Early Western Intel: Assad Used Chemical Arms

Early U.S. and European intelligence findings indicate that Syrian President Bashar Assad's regime carried out a chemical strike near Damascus on Wednesday, probably with backing from senior leaders, Reuters reported.

Russia on Friday joined other nations calling for a U.N. team now in Syria to investigate the alleged assault that might have killed hundreds of people, the Associated Press reported.

U.N. Secretary General Ban Ki-moon has dispatched a top disarmament official to the Syrian capital to formally request access to the scene of the alleged attack, according to a Thursday release.

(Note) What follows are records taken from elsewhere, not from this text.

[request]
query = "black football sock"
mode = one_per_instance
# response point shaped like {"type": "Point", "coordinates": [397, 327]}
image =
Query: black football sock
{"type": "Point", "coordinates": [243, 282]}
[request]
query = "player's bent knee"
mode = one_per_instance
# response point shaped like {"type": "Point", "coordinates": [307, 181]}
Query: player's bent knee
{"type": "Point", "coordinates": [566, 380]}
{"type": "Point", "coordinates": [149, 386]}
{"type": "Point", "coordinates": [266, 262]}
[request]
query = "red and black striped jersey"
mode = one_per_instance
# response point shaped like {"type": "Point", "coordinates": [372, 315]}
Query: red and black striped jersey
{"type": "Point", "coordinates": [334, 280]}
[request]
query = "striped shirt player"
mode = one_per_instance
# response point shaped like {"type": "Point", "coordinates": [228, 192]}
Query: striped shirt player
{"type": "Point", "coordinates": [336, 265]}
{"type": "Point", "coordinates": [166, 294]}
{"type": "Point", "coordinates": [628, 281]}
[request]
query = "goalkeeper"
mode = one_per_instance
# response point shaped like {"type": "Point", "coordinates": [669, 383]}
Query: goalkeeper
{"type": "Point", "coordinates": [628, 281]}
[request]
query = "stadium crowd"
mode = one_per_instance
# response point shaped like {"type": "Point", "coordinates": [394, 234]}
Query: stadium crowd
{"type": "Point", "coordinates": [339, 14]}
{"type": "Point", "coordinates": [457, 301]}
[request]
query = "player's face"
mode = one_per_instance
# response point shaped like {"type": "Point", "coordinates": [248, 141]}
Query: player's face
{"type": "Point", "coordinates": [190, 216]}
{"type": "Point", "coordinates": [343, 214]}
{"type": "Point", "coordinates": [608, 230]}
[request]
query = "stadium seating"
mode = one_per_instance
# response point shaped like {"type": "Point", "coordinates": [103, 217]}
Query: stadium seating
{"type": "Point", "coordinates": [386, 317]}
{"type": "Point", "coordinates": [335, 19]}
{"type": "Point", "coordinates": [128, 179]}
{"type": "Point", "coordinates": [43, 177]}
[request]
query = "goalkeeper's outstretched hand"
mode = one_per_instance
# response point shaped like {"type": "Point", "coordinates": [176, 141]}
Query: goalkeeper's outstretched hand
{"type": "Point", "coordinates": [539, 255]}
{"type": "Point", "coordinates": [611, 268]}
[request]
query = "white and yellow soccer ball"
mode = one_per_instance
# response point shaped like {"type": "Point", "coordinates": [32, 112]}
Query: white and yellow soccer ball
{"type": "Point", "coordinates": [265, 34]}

The claims "need to be investigated without delay," his office said in a statement. Speaking on Friday, Ban said "it's a matter of time when we will participate (in the Syrian incident)," the Xinhua News Agency reported. The U.N. chief was to meet on Friday with officials from the United Kingdom, and top envoys from the United States and Qatar also would participate in talks, British Foreign Minister William Hague said in comments reported by Reuters.

President Obama in an interview aired Friday told CNN that Washington officials "don't expect cooperation" from officials in Bashar Assad's government."

Moscow, though, accused enemies of Bashar Assad's government of refusing "to guarantee the safety and effective work of U.N. experts on [rebel] territory," Reuters reported. The opposition in the country's civil war "is directly preventing an objective investigation into the possible use of chemical weapons in Syria," according to written comments released by the Russian Foreign Ministry.

The Western-backed Syrian National Coalition later said it would "ensure the safety of the U.N. team," the wire service reported separately.

"It is critical that those inspectors get there within 48 hours," spokesman Khaled Saleh said.

More than 30 nations have called for the U.N. investigation to expand its on-the-ground probe -- launched on Monday to review past chemical attack claims -- to include the latest allegations, USA Today reported. Syrian rebels have attributed 800 to 1,700 deaths to Wednesday's incident.

Independent analyses appeared to be coalescing around a view that the event involved sarin or another nerve agent, the London Guardian reported. Neighboring governments and Western powers are expected within days to obtain materials taken from the site of the alleged attack, according to the newspaper.

In his remarks to CNN, Obama said a chemical strike "starts getting to some core national interests that the United States has, both in terms of us making sure that weapons of mass destruction are not proliferating, as well as needing to protect our allies, our bases in the region."

He added, though, that "if the U.S. goes in and attacks another country without a U.N. mandate and without clear evidence that can be presented, then there are questions in terms of whether international law supports it [and] do we have the coalition to make it work."

The need for critical U.S. choices on Syria has grown more urgent, Obama indicated in the CNN interview. The Defense Department as of Thursday was revising options for possible air attacks against Syrian armed forces facilities and other sites controlled by Assad, the Wall Street Journal reported.